OpenMP is the most common approach for shared-memory parallelism. OpenMP does not provide a simple abstraction for data decomposition or tiling. The collapse clause in OpenMP increases parallelism through flattening the multidimensional iteration space into a single dimension but it doesn’t implement cache-blocking on the iteration space. The programmer has to introduce nested parallelism to be able to implement tiling however nested parallelism complicates the locality management because it is left to the OS to schedule the newly created threads within a nested region.

Recently, several interfaces and language extensions have emerged to provide data structure and layout abstractions for data locality. Kokkos [12] and Dash [14] support multi-dimensional arrays in C++ and address the intra-chip data layout changes using C++ meta-programming. GridTool [5] targets multi-stage regular grids that are common in complex weather and climate models and implements the methods with C++ template meta-programming. In both cases, the paradigm is packaged using intense C++ metaprogramming, which is not amenable to other languages such as C, Fortran, Python, etc. Given the installed base of existing code that is written in languages other than C++, TiDA offers language neutral access to these tiling abstractions.
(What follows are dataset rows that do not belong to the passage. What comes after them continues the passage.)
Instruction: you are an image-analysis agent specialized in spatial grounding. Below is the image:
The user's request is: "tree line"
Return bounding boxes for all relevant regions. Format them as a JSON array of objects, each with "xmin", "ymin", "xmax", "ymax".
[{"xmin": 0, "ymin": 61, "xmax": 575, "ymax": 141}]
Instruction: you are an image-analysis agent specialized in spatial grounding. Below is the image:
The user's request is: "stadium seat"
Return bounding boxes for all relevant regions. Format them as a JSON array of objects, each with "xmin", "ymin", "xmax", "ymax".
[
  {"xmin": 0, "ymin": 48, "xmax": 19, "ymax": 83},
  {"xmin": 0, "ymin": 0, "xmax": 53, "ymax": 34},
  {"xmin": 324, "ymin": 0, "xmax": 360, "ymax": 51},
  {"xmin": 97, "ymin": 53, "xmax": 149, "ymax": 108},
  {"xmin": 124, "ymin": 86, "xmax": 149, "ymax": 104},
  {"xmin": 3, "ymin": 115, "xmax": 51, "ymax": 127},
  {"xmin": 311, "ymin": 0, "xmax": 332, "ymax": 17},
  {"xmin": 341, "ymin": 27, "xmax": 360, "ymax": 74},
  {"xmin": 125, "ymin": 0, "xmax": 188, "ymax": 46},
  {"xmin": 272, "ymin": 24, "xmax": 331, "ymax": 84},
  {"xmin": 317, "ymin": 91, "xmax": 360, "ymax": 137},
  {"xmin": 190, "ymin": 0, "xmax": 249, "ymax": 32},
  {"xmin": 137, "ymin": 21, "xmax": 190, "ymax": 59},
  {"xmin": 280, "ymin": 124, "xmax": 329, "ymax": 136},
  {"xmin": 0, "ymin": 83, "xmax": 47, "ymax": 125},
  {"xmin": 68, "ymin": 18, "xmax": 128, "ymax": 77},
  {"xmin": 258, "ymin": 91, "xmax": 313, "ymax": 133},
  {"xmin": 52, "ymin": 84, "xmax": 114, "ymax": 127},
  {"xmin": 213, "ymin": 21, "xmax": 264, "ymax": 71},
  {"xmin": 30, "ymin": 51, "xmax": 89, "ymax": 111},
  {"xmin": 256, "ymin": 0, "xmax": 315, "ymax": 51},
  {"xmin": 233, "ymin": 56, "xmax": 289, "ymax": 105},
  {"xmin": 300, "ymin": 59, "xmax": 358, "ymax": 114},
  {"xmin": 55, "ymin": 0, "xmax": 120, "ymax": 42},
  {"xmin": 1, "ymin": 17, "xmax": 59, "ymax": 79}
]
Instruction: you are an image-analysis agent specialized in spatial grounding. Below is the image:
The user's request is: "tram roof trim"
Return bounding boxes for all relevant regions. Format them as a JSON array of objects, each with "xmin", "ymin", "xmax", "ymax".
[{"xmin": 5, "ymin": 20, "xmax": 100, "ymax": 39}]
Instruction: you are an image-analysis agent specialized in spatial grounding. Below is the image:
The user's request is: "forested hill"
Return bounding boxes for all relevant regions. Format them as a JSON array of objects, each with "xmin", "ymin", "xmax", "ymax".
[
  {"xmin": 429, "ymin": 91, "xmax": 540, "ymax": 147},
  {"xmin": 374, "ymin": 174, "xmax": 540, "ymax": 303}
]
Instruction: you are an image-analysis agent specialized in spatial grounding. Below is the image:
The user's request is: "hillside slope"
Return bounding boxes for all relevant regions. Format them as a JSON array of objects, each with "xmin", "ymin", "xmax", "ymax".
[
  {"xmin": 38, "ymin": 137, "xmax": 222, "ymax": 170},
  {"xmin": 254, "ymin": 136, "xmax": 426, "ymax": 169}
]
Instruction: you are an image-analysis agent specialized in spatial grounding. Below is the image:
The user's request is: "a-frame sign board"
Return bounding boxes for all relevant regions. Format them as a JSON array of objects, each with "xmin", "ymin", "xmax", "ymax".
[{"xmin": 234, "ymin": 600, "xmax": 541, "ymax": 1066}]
Chen et al. [9] developed tiled MapReduce for large scale data processing with fault tolerance support. Application focus in TiDA is different; it targets structured grid problems, particularly Adaptive Mesh Refinement codes, which are challenging to optimize in large-scale systems. Hierarchically Tiled Arrays (HTA) [6] describes hierarchy and topology of data where computation and communication are represented by overloaded array operations. The array notations hide the cost of temporary arrays and layout transformations, often leading to severe performance penalties, which prevents HTA to be integrated into other parallel libraries. TiDA avoids operator overloading and array notations, and uses abstractions that balance productivity and performance.
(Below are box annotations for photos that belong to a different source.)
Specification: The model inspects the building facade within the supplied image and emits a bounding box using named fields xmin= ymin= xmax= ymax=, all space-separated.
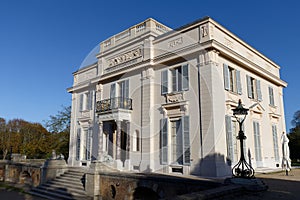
xmin=68 ymin=17 xmax=287 ymax=176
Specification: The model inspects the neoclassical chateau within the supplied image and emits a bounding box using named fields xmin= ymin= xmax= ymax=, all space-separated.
xmin=68 ymin=17 xmax=287 ymax=176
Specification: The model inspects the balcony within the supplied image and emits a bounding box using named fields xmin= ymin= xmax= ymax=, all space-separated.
xmin=96 ymin=97 xmax=132 ymax=113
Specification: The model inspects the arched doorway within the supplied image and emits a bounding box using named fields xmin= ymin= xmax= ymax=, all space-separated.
xmin=133 ymin=187 xmax=159 ymax=200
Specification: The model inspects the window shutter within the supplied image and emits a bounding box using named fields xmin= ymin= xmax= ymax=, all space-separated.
xmin=124 ymin=79 xmax=129 ymax=98
xmin=79 ymin=94 xmax=84 ymax=111
xmin=181 ymin=116 xmax=191 ymax=165
xmin=269 ymin=86 xmax=275 ymax=106
xmin=171 ymin=69 xmax=178 ymax=92
xmin=110 ymin=83 xmax=116 ymax=98
xmin=246 ymin=75 xmax=253 ymax=99
xmin=110 ymin=83 xmax=116 ymax=109
xmin=76 ymin=128 xmax=81 ymax=160
xmin=225 ymin=115 xmax=234 ymax=162
xmin=182 ymin=65 xmax=189 ymax=90
xmin=256 ymin=80 xmax=262 ymax=101
xmin=85 ymin=129 xmax=91 ymax=160
xmin=87 ymin=91 xmax=94 ymax=110
xmin=253 ymin=122 xmax=262 ymax=161
xmin=223 ymin=64 xmax=230 ymax=90
xmin=272 ymin=125 xmax=279 ymax=162
xmin=235 ymin=70 xmax=242 ymax=94
xmin=161 ymin=70 xmax=168 ymax=94
xmin=160 ymin=118 xmax=168 ymax=165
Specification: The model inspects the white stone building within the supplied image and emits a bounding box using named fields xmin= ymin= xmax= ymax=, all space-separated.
xmin=68 ymin=17 xmax=287 ymax=176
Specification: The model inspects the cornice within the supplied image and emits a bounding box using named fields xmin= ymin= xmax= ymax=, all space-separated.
xmin=212 ymin=40 xmax=287 ymax=87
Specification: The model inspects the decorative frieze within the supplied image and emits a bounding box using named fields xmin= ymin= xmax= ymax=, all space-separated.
xmin=107 ymin=48 xmax=142 ymax=67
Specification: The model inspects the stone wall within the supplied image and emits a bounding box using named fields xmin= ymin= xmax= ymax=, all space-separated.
xmin=0 ymin=160 xmax=67 ymax=187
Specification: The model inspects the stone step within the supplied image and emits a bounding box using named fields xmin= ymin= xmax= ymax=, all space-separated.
xmin=31 ymin=188 xmax=74 ymax=199
xmin=37 ymin=184 xmax=86 ymax=195
xmin=28 ymin=190 xmax=57 ymax=200
xmin=47 ymin=179 xmax=84 ymax=190
xmin=56 ymin=174 xmax=84 ymax=182
xmin=29 ymin=169 xmax=92 ymax=200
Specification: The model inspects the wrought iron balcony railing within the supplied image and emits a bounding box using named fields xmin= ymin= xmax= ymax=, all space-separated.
xmin=96 ymin=97 xmax=132 ymax=113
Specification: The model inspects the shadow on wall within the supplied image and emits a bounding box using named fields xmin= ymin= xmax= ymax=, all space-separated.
xmin=191 ymin=153 xmax=231 ymax=177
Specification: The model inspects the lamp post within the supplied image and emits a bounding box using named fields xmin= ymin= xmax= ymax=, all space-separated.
xmin=232 ymin=100 xmax=254 ymax=178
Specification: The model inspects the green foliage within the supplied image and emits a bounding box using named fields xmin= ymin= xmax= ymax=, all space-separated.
xmin=46 ymin=106 xmax=71 ymax=159
xmin=288 ymin=110 xmax=300 ymax=160
xmin=288 ymin=126 xmax=300 ymax=160
xmin=0 ymin=106 xmax=71 ymax=159
xmin=46 ymin=106 xmax=71 ymax=133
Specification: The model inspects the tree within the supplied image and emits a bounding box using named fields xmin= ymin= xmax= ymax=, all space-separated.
xmin=46 ymin=106 xmax=71 ymax=159
xmin=0 ymin=118 xmax=51 ymax=159
xmin=46 ymin=106 xmax=71 ymax=133
xmin=288 ymin=110 xmax=300 ymax=160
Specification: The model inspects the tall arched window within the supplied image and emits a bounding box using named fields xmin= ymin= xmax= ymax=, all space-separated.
xmin=132 ymin=130 xmax=140 ymax=151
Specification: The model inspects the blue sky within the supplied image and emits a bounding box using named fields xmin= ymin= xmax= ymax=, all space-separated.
xmin=0 ymin=0 xmax=300 ymax=129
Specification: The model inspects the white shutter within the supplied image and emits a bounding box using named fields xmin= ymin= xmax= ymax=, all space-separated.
xmin=160 ymin=118 xmax=168 ymax=165
xmin=124 ymin=80 xmax=129 ymax=98
xmin=269 ymin=86 xmax=275 ymax=106
xmin=182 ymin=65 xmax=189 ymax=90
xmin=253 ymin=122 xmax=262 ymax=161
xmin=223 ymin=64 xmax=230 ymax=90
xmin=76 ymin=128 xmax=81 ymax=160
xmin=256 ymin=80 xmax=262 ymax=101
xmin=79 ymin=94 xmax=84 ymax=111
xmin=161 ymin=70 xmax=168 ymax=94
xmin=272 ymin=125 xmax=279 ymax=162
xmin=235 ymin=70 xmax=242 ymax=94
xmin=87 ymin=91 xmax=94 ymax=110
xmin=225 ymin=115 xmax=234 ymax=162
xmin=110 ymin=83 xmax=116 ymax=109
xmin=246 ymin=75 xmax=253 ymax=99
xmin=181 ymin=116 xmax=191 ymax=165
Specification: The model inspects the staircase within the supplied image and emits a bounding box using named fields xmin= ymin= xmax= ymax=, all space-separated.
xmin=29 ymin=169 xmax=92 ymax=200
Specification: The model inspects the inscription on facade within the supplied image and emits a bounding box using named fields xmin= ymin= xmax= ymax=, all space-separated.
xmin=168 ymin=37 xmax=183 ymax=48
xmin=108 ymin=48 xmax=142 ymax=67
Past work has also clearly demonstrated the performance and energy advantages of locality-aware task placement for on-chip data movement. Placements that exploit communication locality and Network on Chip (NoC) topology have been shown to increase effective communication bandwidth by reducing contention on NoCs by 53 % [21], decrease packet latency by 23 % [31], decrease energy by 60 % [18], and provide tighter quality-of-service guarantees compared to locality-agnostic placements [18]. However, past work lacks interaction with the application layer and thus typically resorts to heuristic algorithms or reactive techniques such as process migration [4] using predicted or observed communication graphs and requirements. TiDA improves on past work by generating data-centric and topology-aware mappings based on each application’s data structure layout abstracted from the programmer.

7 Conclusion

We introduce TiDA as a durable tiling abstraction for data-centric computing. TiDA provides a simple API to describe tile size and data layout and isolates tuning parameters to a single point in the code where the data is instantiated, providing performance portability. The results for five stencil applications show its enhanced scalability potential on HPC systems. Moreover, TiDA’s abstractions are forward looking. It supports layouts for alternative cache-coherence mechanisms as massively-parallel chip architectures move towards regional coherence models. Even though we implemented TiDA using Fortran and C++ as the base languages, the abstractions are not tied to these languages and can be implemented in any other languages. If the API is elevated to a language, the metadata retrieval and tuning for tile size and memory layout can be lifted from the programmer to the compiler and runtime, which would further reduce programmer burden.

We are currently developing a runtime system to hide communication overheads between TiDA regions and allow asynchronous execution of tiles. In addition, we plan to extend the current API to target GPU architectures.